Microsoft Translator vs. Google Translate: Quick comparison

Microsoft Translator has a brilliant sense of humour, or maybe is just faulty; here's a quick comparison with the austere Google Translate

Published Date
07 - Aug - 2015
| Last Updated
07 - Aug - 2015
Microsoft Translator vs. Google Translate: Quick comparison

Microsoft rolled out its translation app for Android and Android Wear devices - Microsoft Translator. Released last night, Translator is the latest addition to Microsoft’s offering for non-Windows platforms, falling in line with Microsoft’s latest cross-platform philosophy of services. The application is available for free download via Play Store, and can operate in 49 languages.

Microsoft Translator has similar working processes to Google Translate. It provides both speech and text input, and output options, along with a list of recent searches. The most notable difference between the two, apart from Google’s larger language database, is the interface. In contrast to Google Translate’s simplified blue-and-white functional interface, Microsoft Translator features a warmer, visually pleasing graphic interface without compromising on resource consumption, speed, and size of the app. It is as fast as Google Translate, recognizes Indian accents quite well, and is sized at just 5.33MB, as against Google Translate’s 19.02MB size (on a Sony Xperia C4 Dual).

Comparing the two directly, Google Translate still has a clear upper hand on Microsoft Translator. It has a language database of 92 international languages against Microsoft’s 49, along with eight Indian languages against Microsoft’s one (Hindi). Google Translate also features text output for Hindi, which isn’t available in Microsoft Translator. While there is no hint of lag in Microsoft Translator’s time taken in translating, it does not translate real-time. Google Translate keeps translating from your text to your chosen output language as you type or speak. Microsoft Translator waits for you to finish your speech or text, following which, you see your translated result. This, however, is not really a major setback, because you are most likely to use the translated text only after you finish typing or speaking. Additionally, Google also provides a scribble-to-text and translation option, if you want to use it.
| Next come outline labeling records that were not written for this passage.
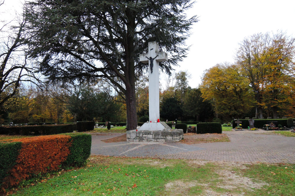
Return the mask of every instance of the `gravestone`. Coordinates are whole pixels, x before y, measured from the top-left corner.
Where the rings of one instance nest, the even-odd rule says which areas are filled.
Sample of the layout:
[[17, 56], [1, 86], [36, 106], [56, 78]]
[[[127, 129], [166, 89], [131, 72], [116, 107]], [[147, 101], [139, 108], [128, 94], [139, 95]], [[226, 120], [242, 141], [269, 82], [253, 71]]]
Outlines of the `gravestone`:
[[248, 121], [249, 121], [249, 127], [250, 128], [254, 128], [254, 120], [253, 119], [249, 119]]
[[155, 41], [148, 43], [148, 53], [140, 55], [142, 63], [148, 63], [149, 122], [137, 130], [126, 132], [127, 141], [176, 142], [182, 139], [183, 130], [172, 129], [160, 122], [159, 62], [168, 60], [168, 54], [159, 51]]
[[237, 124], [237, 126], [238, 127], [240, 124], [242, 124], [242, 121], [239, 119], [237, 119], [235, 123]]

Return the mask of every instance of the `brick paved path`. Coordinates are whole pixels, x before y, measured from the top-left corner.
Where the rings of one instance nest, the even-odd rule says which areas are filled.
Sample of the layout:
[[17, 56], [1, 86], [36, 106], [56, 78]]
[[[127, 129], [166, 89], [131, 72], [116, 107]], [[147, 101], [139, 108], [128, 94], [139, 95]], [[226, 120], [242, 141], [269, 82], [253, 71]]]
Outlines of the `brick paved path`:
[[266, 132], [224, 132], [230, 142], [191, 145], [178, 143], [107, 143], [101, 140], [124, 134], [93, 134], [91, 153], [110, 156], [295, 163], [295, 137], [258, 134]]

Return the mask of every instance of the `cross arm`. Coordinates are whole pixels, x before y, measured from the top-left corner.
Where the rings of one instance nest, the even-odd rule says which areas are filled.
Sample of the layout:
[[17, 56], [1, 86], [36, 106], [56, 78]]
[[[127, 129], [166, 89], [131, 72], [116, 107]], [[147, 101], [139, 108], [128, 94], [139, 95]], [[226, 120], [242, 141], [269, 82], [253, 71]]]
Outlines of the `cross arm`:
[[163, 62], [168, 61], [168, 54], [165, 52], [156, 52], [156, 54], [158, 55], [156, 58], [156, 61], [158, 62]]
[[139, 61], [143, 63], [148, 63], [149, 60], [145, 58], [148, 55], [148, 54], [140, 54]]

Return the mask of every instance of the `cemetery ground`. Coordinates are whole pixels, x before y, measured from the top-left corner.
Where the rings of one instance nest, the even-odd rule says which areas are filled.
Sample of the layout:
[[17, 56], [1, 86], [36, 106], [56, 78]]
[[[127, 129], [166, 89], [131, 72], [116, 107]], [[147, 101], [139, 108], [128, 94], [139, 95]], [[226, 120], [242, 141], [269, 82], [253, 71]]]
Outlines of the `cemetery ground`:
[[38, 175], [9, 193], [237, 195], [295, 192], [294, 133], [235, 131], [230, 128], [226, 131], [228, 128], [222, 127], [230, 141], [145, 145], [104, 141], [124, 135], [125, 128], [119, 127], [110, 132], [106, 129], [91, 132], [92, 154], [83, 166]]
[[295, 165], [91, 156], [40, 175], [13, 195], [294, 195]]

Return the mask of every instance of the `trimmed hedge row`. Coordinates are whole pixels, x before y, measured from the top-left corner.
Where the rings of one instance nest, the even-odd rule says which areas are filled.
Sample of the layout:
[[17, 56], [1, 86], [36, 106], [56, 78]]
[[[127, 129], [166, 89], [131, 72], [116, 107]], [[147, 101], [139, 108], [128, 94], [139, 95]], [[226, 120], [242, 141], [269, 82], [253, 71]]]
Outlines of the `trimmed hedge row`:
[[[287, 123], [287, 118], [276, 119], [254, 119], [254, 126], [256, 128], [263, 128], [264, 125], [268, 124], [268, 122], [271, 121], [276, 121], [278, 122], [278, 125], [281, 125], [283, 127], [288, 127], [288, 125]], [[240, 121], [242, 122], [242, 127], [244, 129], [247, 129], [249, 126], [249, 120], [248, 119], [240, 119]], [[237, 124], [235, 121], [237, 120], [232, 121], [232, 128], [234, 128], [237, 126]]]
[[187, 125], [196, 125], [199, 123], [201, 122], [201, 121], [183, 121], [181, 123], [184, 123]]
[[175, 129], [182, 129], [183, 130], [183, 133], [186, 133], [187, 127], [186, 124], [184, 123], [178, 123], [175, 125]]
[[197, 133], [221, 133], [222, 128], [219, 123], [199, 123], [197, 124]]
[[77, 122], [77, 130], [79, 132], [93, 130], [95, 125], [94, 121], [79, 121]]
[[15, 161], [22, 148], [19, 142], [0, 142], [0, 186], [2, 180], [8, 175], [7, 172], [15, 165]]
[[0, 127], [0, 134], [49, 135], [73, 132], [73, 125], [51, 125]]
[[0, 142], [0, 185], [4, 190], [34, 175], [59, 169], [61, 164], [81, 165], [90, 155], [91, 146], [91, 135], [88, 134], [42, 136]]

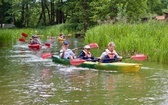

Essentially, the major difference is the number of supported languages. With eight regional languages including Bengali, Marathi, Gujarati, Punjabi, and the nationally-spoken Hindi, Google Translate has been a long-standing favourite among users. But the biggest factor is the accuracy of Google’s translation. In a couple of phrases that we popped up on both the translators, Google’s translation appeared spot-on, while Microsoft’s was either incomplete or inaccurate. We tried ‘you suck’ and ‘weekend is here’, and here is what turned up:

Pésimo, in Spanish, means ‘terrible’, while fin de semana translates to ‘weekend’. We would love to infer that Microsoft Translator has a lovely, crooked sense of humour (after translating you suck to terrible), and we finally have a digital presence that gives Siri’s sass a run for her money. That, however, might not be what you would be looking for in a translator, particularly if you are stuck in a foreign land with the cabbie monetarily ripping you off, and you intend to use that phrase on him.

Jokes aside, however, Google Translate seems to remain the most competent translator out there till date, even if Microsoft Translator looks nicer, is available on Android Wear, and is quite light and zippy. With future updates and addition of more languages, along with a more accurate translation engine, it might be a serious rival to Google's present throne.